Les altercations se multiplient dans les fourrières municipales où la tension est devenue quasi quotidienne entre agents et automobilistes venus récupérer leur véhicule. À l’origine de ces disputes souvent violentes : des enlèvements jugés parfois abusifs et injustifiés par des conducteurs excédés, dont les voitures ont été déplacées par la grue municipale vers la fourrière pour stationnement interdit.
En principe, l’intervention des services municipaux obéit à des règles bien établies. Les véhicules sont retirés lorsqu’ils sont garés dans des zones strictement interdites, en double file, à proximité d’un carrefour, dans un virage ou encore lorsqu’ils entravent la circulation et réduisent la visibilité des usagers de la route. Autant de situations considérées comme des infractions pouvant justifier un enlèvement immédiat vers la fourrière.
Or, il arrive que des opérations d’enlèvement par la grue municipale se déroulent de manière brusque, sans prendre les précautions suffisantes, ce qui occasionne parfois des dommages matériels aux véhicules. Ces incidents ne font qu’exacerber la colère de conducteurs furieux de devoir payer une amende dont le coût est jugé excessif, pour un motif qu’il juge souvent injustifié et infondé.
Autre source de frustration : la difficulté à localiser les véhicules enlevés. Faute d’informations claires, certains conducteurs se retrouvent contraints, en effet, de parcourir plusieurs fourrières municipales avant de retrouver leur voiture, au terme d’un véritable parcours du combattant.

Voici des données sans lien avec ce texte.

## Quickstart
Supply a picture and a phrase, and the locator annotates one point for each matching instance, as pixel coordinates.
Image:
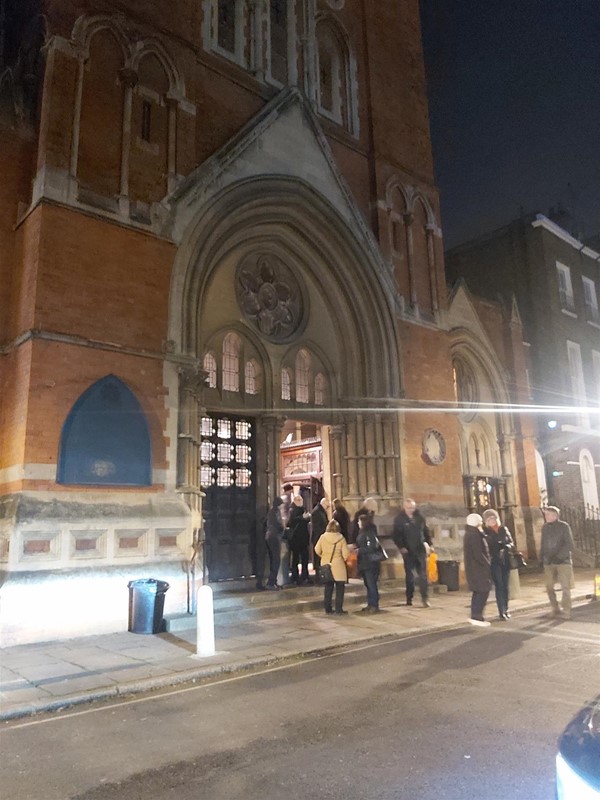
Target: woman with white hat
(477, 568)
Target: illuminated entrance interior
(301, 460)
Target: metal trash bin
(448, 574)
(146, 605)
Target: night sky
(514, 101)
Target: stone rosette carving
(269, 295)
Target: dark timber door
(227, 475)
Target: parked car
(578, 758)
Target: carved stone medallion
(269, 295)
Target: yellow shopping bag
(432, 571)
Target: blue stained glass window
(105, 438)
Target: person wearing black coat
(500, 544)
(273, 536)
(299, 539)
(477, 568)
(319, 521)
(412, 538)
(369, 555)
(341, 516)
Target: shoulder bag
(325, 572)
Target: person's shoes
(480, 623)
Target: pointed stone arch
(302, 226)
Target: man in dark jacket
(273, 535)
(477, 568)
(319, 521)
(557, 547)
(411, 535)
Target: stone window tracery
(210, 367)
(320, 385)
(286, 384)
(303, 376)
(225, 26)
(231, 363)
(251, 377)
(336, 88)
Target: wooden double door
(228, 478)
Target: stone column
(172, 106)
(272, 428)
(410, 255)
(337, 442)
(77, 116)
(360, 455)
(257, 10)
(372, 457)
(351, 458)
(129, 79)
(430, 233)
(380, 449)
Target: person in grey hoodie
(556, 550)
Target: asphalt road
(464, 714)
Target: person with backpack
(332, 549)
(370, 554)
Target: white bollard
(205, 631)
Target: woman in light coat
(332, 549)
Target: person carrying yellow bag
(432, 570)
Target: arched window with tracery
(224, 28)
(336, 89)
(210, 367)
(148, 158)
(286, 384)
(251, 377)
(320, 386)
(105, 439)
(303, 376)
(231, 362)
(589, 484)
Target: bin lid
(149, 584)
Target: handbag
(352, 565)
(379, 554)
(325, 572)
(432, 570)
(515, 559)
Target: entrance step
(243, 603)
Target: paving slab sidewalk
(54, 675)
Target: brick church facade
(222, 269)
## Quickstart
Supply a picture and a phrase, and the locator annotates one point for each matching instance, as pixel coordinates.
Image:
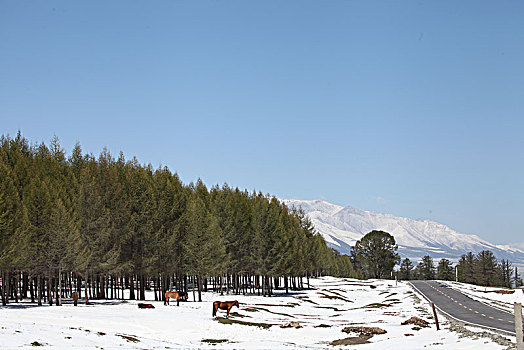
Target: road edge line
(458, 319)
(469, 296)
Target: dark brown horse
(224, 305)
(175, 295)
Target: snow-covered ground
(341, 227)
(493, 296)
(321, 312)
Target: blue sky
(413, 108)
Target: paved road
(464, 308)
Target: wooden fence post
(518, 325)
(435, 315)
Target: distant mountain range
(341, 227)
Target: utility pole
(435, 315)
(518, 325)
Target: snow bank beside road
(322, 313)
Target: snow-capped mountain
(341, 227)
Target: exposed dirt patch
(364, 330)
(416, 321)
(336, 297)
(280, 305)
(352, 340)
(375, 306)
(251, 309)
(306, 300)
(230, 321)
(214, 341)
(292, 324)
(129, 338)
(255, 309)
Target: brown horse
(175, 295)
(224, 305)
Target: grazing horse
(183, 295)
(224, 305)
(175, 295)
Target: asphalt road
(464, 308)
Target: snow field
(333, 304)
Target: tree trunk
(85, 288)
(199, 281)
(39, 289)
(59, 296)
(49, 294)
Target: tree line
(108, 227)
(482, 269)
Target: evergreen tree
(406, 270)
(425, 269)
(445, 270)
(377, 254)
(486, 269)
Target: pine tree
(425, 269)
(445, 270)
(377, 253)
(406, 269)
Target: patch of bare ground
(292, 324)
(375, 305)
(280, 305)
(128, 338)
(335, 297)
(333, 291)
(214, 341)
(364, 330)
(364, 334)
(306, 300)
(362, 339)
(255, 308)
(331, 308)
(416, 321)
(224, 320)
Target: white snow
(489, 295)
(341, 227)
(333, 302)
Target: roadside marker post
(436, 318)
(518, 325)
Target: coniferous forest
(100, 225)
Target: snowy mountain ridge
(341, 227)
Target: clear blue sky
(413, 108)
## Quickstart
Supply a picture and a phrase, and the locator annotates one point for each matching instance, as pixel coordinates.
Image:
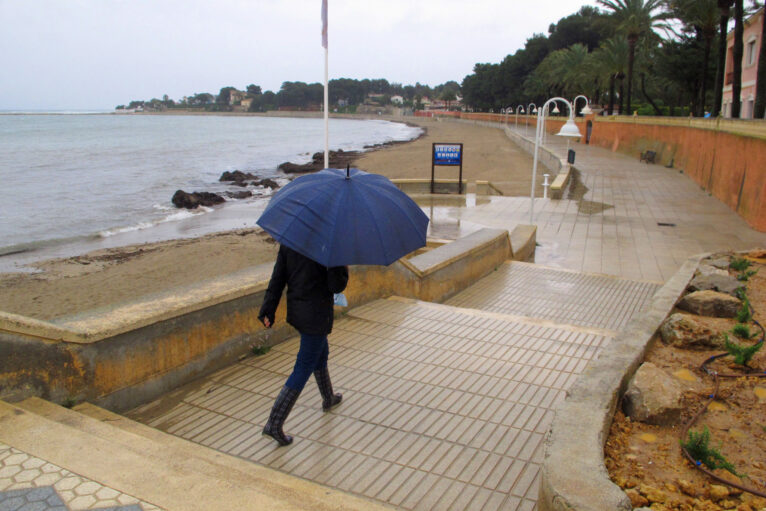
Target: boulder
(724, 283)
(710, 303)
(294, 168)
(244, 194)
(267, 183)
(653, 396)
(682, 331)
(237, 176)
(721, 263)
(338, 160)
(182, 199)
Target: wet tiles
(442, 406)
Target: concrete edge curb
(573, 475)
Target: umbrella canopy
(339, 218)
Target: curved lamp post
(586, 109)
(569, 129)
(519, 110)
(531, 109)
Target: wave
(173, 217)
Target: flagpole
(326, 95)
(326, 115)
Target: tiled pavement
(28, 483)
(612, 223)
(445, 408)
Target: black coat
(310, 287)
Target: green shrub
(739, 264)
(741, 331)
(744, 315)
(697, 445)
(741, 354)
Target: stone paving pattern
(444, 407)
(28, 483)
(564, 296)
(611, 223)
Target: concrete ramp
(563, 296)
(444, 407)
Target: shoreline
(86, 276)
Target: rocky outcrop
(713, 281)
(182, 199)
(653, 396)
(682, 331)
(244, 194)
(237, 176)
(267, 183)
(710, 303)
(338, 160)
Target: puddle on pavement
(576, 192)
(444, 214)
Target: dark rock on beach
(244, 194)
(267, 183)
(182, 199)
(237, 176)
(338, 159)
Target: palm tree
(610, 59)
(724, 9)
(702, 16)
(635, 19)
(739, 33)
(760, 93)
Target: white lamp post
(586, 109)
(531, 109)
(569, 129)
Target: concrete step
(166, 471)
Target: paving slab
(442, 404)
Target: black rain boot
(279, 412)
(329, 399)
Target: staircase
(445, 406)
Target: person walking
(310, 289)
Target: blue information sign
(448, 154)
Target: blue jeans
(312, 356)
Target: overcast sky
(96, 54)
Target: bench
(648, 156)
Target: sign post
(448, 155)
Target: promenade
(445, 405)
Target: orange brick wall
(731, 167)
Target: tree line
(654, 57)
(344, 94)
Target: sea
(74, 182)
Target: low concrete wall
(573, 475)
(126, 355)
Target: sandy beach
(67, 286)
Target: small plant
(260, 350)
(744, 314)
(739, 264)
(741, 354)
(697, 445)
(741, 331)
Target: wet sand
(66, 286)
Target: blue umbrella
(338, 218)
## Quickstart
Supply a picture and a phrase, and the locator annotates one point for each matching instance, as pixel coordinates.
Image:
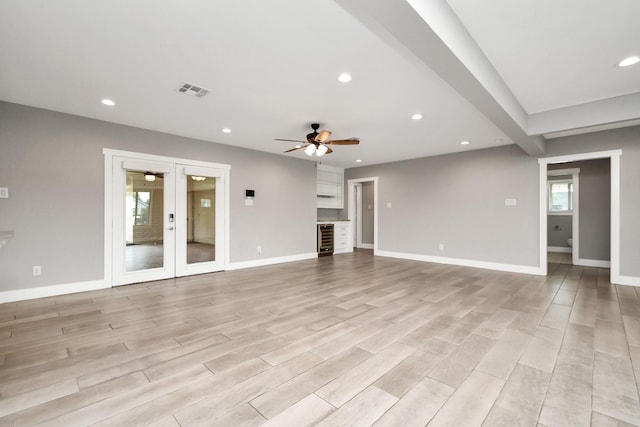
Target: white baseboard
(512, 268)
(593, 263)
(560, 249)
(50, 291)
(270, 261)
(626, 280)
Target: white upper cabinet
(330, 187)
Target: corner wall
(627, 140)
(53, 165)
(458, 200)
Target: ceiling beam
(427, 33)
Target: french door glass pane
(201, 219)
(144, 221)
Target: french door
(168, 218)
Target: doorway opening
(614, 230)
(164, 217)
(363, 212)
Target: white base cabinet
(342, 237)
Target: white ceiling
(493, 73)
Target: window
(560, 196)
(138, 203)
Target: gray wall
(458, 200)
(367, 212)
(559, 229)
(594, 207)
(53, 165)
(628, 140)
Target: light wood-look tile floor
(346, 340)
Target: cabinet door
(341, 238)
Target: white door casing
(175, 171)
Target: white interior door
(169, 219)
(200, 199)
(143, 221)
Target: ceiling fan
(317, 142)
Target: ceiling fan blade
(295, 148)
(350, 141)
(322, 136)
(290, 140)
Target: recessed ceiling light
(344, 78)
(629, 61)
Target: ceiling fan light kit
(317, 142)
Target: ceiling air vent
(193, 90)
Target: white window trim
(573, 190)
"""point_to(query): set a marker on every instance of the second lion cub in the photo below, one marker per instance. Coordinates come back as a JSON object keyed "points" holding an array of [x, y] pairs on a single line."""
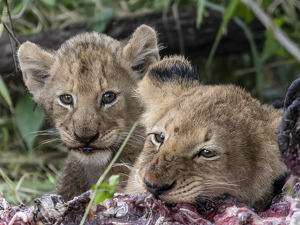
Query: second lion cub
{"points": [[86, 89], [204, 141]]}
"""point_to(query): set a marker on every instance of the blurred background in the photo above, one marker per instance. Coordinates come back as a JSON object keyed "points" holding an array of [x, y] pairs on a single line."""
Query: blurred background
{"points": [[253, 44]]}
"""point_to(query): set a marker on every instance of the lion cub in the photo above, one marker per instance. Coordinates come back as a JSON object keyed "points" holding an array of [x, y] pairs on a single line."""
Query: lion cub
{"points": [[86, 89], [203, 140]]}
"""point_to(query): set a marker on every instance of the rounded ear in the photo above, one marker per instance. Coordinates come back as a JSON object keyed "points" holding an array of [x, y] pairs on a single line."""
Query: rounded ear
{"points": [[292, 94], [142, 50], [35, 64]]}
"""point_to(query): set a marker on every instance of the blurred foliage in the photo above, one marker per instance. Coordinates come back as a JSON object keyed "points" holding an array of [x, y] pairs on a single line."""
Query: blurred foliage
{"points": [[30, 163]]}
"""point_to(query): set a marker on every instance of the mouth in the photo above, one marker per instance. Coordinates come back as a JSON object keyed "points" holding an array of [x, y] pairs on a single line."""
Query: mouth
{"points": [[88, 149]]}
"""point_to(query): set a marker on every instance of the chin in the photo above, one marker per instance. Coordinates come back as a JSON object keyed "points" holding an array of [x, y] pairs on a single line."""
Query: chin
{"points": [[95, 158]]}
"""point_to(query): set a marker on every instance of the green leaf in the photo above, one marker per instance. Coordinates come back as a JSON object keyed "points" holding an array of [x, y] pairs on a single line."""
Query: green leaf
{"points": [[103, 185], [28, 121], [227, 16], [101, 20], [49, 2], [111, 190], [200, 10], [114, 180], [5, 94]]}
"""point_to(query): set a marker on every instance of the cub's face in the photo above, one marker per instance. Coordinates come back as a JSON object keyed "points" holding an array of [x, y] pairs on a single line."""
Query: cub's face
{"points": [[86, 88], [203, 141]]}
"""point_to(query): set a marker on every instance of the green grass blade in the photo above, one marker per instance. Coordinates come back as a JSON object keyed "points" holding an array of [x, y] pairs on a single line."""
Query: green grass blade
{"points": [[102, 177], [200, 11], [227, 16], [5, 94]]}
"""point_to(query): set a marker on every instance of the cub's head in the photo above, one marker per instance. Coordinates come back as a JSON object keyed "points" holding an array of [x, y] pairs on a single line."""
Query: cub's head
{"points": [[86, 87], [203, 141]]}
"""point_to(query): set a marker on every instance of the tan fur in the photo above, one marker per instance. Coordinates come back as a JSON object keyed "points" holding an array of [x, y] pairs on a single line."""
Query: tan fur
{"points": [[222, 118], [86, 67]]}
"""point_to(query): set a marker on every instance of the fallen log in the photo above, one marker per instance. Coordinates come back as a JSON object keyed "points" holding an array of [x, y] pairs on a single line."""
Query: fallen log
{"points": [[178, 35]]}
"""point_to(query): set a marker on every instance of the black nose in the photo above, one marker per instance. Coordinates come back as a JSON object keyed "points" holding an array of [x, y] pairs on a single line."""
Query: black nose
{"points": [[158, 189], [86, 140]]}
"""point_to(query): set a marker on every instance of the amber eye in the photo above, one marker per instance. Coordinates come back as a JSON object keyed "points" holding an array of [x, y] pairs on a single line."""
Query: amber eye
{"points": [[108, 97], [66, 99], [206, 153], [159, 138]]}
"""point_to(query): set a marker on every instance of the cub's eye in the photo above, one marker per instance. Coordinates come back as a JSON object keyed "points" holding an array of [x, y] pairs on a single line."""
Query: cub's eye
{"points": [[206, 153], [66, 99], [108, 97], [159, 138]]}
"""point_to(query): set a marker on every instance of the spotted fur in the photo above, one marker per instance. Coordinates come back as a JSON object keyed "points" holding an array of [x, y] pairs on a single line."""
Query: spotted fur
{"points": [[87, 67], [190, 118]]}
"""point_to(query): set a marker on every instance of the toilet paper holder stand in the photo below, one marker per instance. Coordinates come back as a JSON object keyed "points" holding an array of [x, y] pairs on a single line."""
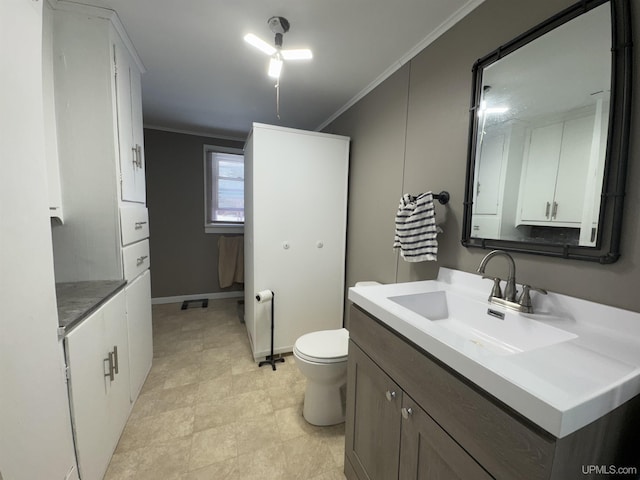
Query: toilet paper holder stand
{"points": [[261, 297]]}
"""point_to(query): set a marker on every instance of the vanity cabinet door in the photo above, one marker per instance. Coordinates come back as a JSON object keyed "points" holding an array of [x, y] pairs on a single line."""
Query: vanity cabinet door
{"points": [[373, 419], [99, 395], [427, 452]]}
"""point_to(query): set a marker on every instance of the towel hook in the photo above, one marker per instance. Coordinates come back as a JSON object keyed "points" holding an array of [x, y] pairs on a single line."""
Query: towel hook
{"points": [[442, 197]]}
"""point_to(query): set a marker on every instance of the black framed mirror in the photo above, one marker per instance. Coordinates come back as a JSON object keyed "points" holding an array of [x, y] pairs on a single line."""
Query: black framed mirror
{"points": [[548, 139]]}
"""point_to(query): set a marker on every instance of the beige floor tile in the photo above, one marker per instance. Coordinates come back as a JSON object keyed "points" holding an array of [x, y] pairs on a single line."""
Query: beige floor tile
{"points": [[214, 388], [227, 470], [291, 423], [152, 462], [336, 474], [212, 446], [160, 401], [208, 412], [307, 456], [268, 463], [157, 429], [256, 433]]}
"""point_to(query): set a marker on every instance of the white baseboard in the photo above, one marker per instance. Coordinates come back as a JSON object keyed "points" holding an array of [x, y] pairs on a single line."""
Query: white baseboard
{"points": [[210, 296]]}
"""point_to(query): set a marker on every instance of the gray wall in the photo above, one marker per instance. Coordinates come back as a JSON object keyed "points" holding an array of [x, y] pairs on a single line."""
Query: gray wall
{"points": [[410, 135], [184, 259]]}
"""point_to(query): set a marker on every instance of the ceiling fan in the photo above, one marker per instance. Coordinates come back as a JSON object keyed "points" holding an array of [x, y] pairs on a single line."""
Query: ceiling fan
{"points": [[279, 26]]}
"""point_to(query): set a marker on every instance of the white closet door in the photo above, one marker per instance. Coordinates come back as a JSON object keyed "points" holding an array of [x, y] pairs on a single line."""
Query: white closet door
{"points": [[299, 200]]}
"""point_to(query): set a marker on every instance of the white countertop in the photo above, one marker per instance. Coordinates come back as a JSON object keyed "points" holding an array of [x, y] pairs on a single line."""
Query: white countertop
{"points": [[560, 387]]}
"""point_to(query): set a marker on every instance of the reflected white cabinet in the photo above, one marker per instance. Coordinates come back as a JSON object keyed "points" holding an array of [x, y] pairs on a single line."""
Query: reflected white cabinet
{"points": [[97, 354], [555, 173]]}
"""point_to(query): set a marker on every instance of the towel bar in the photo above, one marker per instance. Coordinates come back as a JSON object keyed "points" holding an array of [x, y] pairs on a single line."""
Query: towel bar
{"points": [[442, 197]]}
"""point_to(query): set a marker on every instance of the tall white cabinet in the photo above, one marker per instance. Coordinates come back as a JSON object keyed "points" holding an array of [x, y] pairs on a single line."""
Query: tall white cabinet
{"points": [[295, 232], [97, 78]]}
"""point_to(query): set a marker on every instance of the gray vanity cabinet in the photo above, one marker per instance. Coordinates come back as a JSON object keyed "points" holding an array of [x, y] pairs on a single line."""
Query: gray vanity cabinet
{"points": [[389, 436], [372, 437], [428, 452], [411, 417]]}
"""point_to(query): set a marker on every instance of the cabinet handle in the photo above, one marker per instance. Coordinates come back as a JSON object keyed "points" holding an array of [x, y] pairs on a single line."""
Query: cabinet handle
{"points": [[137, 155], [115, 359], [110, 360]]}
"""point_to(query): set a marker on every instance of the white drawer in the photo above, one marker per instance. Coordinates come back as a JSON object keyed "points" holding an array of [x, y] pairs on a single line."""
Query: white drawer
{"points": [[134, 223], [135, 259]]}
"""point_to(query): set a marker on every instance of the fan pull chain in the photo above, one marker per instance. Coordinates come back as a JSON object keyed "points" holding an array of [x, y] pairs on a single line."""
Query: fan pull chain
{"points": [[278, 98]]}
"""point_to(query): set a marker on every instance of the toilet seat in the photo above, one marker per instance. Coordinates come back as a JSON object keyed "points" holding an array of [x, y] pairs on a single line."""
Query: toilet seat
{"points": [[324, 346]]}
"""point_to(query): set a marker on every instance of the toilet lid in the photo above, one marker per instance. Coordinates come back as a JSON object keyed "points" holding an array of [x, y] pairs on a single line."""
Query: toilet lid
{"points": [[324, 346]]}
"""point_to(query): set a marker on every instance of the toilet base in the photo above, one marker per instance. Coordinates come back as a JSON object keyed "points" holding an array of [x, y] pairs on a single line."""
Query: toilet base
{"points": [[324, 405]]}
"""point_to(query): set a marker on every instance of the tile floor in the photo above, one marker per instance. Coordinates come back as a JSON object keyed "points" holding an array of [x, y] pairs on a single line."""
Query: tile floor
{"points": [[207, 412]]}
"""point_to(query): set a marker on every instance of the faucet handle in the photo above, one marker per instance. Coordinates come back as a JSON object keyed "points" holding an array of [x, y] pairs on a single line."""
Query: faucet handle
{"points": [[496, 291], [525, 298]]}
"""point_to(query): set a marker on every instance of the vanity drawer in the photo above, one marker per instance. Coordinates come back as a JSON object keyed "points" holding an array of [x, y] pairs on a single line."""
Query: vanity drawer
{"points": [[135, 259], [134, 223]]}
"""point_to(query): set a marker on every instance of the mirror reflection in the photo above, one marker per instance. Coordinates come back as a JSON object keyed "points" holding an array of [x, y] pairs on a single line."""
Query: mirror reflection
{"points": [[541, 141]]}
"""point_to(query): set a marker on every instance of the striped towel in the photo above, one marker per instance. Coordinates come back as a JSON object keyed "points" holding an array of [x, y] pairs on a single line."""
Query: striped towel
{"points": [[416, 228]]}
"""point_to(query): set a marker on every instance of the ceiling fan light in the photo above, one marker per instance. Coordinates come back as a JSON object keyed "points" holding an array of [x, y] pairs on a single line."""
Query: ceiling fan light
{"points": [[275, 67], [260, 44], [298, 54]]}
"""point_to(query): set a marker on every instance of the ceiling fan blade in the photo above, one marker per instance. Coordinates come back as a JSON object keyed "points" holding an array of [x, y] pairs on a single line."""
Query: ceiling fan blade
{"points": [[298, 54], [260, 44], [275, 67]]}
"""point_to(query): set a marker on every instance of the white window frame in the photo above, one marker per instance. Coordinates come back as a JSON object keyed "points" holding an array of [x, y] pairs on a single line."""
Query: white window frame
{"points": [[216, 227]]}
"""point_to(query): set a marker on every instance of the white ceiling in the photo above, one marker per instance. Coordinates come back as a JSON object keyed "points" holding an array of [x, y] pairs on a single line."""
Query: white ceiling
{"points": [[203, 78]]}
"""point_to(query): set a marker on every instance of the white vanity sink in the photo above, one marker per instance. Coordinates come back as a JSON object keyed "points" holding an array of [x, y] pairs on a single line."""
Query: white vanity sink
{"points": [[565, 366], [499, 331]]}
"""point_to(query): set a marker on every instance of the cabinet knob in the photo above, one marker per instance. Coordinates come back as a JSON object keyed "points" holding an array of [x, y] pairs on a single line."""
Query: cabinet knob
{"points": [[111, 372]]}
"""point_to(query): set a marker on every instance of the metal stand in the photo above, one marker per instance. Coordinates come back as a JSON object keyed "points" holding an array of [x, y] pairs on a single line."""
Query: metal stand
{"points": [[270, 360], [204, 303]]}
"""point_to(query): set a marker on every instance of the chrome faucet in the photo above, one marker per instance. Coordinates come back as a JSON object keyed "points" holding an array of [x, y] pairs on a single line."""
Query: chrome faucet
{"points": [[510, 290], [523, 304]]}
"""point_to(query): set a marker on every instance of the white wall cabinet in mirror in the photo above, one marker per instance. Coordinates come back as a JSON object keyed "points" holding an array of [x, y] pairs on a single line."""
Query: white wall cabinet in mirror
{"points": [[549, 132]]}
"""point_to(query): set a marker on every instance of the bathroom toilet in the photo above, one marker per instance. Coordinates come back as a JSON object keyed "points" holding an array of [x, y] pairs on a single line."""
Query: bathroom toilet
{"points": [[322, 358]]}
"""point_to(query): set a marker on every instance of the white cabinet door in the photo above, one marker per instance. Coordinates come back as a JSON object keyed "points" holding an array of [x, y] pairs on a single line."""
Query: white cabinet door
{"points": [[572, 170], [489, 175], [555, 176], [129, 103], [538, 184], [140, 331], [99, 403]]}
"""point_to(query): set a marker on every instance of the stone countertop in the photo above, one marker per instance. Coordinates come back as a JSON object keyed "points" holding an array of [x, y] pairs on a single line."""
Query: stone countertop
{"points": [[77, 300]]}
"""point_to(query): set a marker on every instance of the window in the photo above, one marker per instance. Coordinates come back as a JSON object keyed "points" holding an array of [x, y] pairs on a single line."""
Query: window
{"points": [[224, 188]]}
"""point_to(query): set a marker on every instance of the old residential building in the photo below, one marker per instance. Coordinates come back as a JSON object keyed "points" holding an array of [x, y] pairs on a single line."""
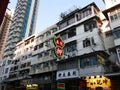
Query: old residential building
{"points": [[23, 24]]}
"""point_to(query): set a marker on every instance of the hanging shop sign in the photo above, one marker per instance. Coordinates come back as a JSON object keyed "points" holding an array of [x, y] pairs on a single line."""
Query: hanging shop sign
{"points": [[59, 44], [60, 86], [32, 86], [98, 82]]}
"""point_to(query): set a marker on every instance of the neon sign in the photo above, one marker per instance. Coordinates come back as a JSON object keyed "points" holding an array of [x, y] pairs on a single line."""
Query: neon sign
{"points": [[59, 44]]}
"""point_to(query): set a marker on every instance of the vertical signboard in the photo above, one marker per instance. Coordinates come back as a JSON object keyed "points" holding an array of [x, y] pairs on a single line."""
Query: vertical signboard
{"points": [[60, 86], [59, 44], [3, 6]]}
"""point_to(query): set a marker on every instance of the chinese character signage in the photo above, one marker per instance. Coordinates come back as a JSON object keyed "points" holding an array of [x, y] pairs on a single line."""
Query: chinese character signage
{"points": [[59, 44], [60, 86], [98, 82]]}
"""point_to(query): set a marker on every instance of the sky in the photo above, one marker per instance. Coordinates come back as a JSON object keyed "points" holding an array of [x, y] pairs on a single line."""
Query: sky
{"points": [[49, 10]]}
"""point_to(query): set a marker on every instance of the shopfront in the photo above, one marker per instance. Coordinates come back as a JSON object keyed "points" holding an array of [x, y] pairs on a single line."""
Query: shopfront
{"points": [[98, 83]]}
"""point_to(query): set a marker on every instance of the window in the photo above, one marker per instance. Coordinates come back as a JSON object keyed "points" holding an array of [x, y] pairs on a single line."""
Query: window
{"points": [[88, 26], [116, 32], [70, 47], [108, 33], [63, 25], [83, 14]]}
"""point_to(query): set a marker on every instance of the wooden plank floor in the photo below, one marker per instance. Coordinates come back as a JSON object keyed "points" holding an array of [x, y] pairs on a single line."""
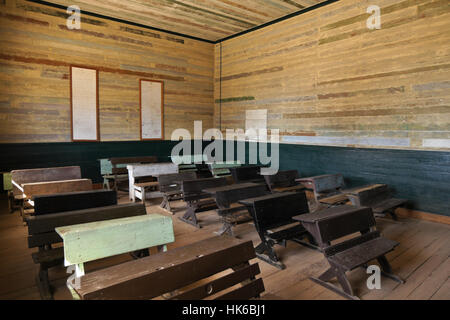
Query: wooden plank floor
{"points": [[422, 259]]}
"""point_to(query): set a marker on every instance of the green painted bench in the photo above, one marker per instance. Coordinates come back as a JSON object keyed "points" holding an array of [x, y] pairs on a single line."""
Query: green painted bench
{"points": [[115, 169], [221, 169], [97, 240], [191, 272], [42, 235], [144, 190], [32, 177]]}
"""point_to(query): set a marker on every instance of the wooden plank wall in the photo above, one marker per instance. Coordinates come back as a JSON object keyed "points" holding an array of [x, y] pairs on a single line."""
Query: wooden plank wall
{"points": [[327, 79], [37, 50]]}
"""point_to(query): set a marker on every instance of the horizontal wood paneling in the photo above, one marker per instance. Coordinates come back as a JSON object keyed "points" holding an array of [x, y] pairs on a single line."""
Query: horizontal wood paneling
{"points": [[327, 79], [207, 19], [38, 49]]}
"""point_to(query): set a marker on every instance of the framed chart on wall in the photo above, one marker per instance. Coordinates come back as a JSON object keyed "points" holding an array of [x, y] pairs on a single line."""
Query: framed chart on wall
{"points": [[152, 109], [84, 104]]}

Face à ce constat, Marouane Zayane, député relevant du conseil national des régions et des districts a proposé de remplacer l’enlèvement des voitures par la mise en place d’un dispositif numérique, consistant à enregistrer directement dans une base de données les contraventions et à apposer sur le pare-brise du véhicule en infraction, un avis mentionnant le numéro d’enregistrement, le motif de la contravention, le montant de l’amende ainsi que la fourrière où doit se rendre l’automobiliste fautif pour s’acquitter du règlement de l’amende. Si l’application d’un tel dispositif permettrait d’éviter de nombreux désagréments aux conducteurs et de supprimer le recours à l’enlèvement des voitures en état d’infraction, elle présente, toutefois, quelques failles.
Certes, en effaçant du paysage urbain, la vue de ces grues municipales encombrantes qui circulent dans les ruelles et les grandes artères, ce mécanisme permettrait de fluidifier la circulation et d’éviter notamment des scènes souvent contestées d’enlèvement de véhicules. Toutefois son efficacité pourrait être compromise par le manque de civisme de certains conducteurs, qui décideraient d’ignorer les avis d’infraction apposés sur leurs véhicules et de refuser de s’acquitter des amendes.
Afin que ce dispositif soit efficace, il faudrait relier cette base de données à celle des impôts, à titre d’exemple, ce qui permettrait de conditionner certaines démarches administratives, à l’instar du paiement de la taxe de circulation, au règlement préalable des amendes liées au stationnement interdit. Ainsi, une telle mesure renforcerait le caractère dissuasif du dispositif et en garantirait une application plus rigoureuse.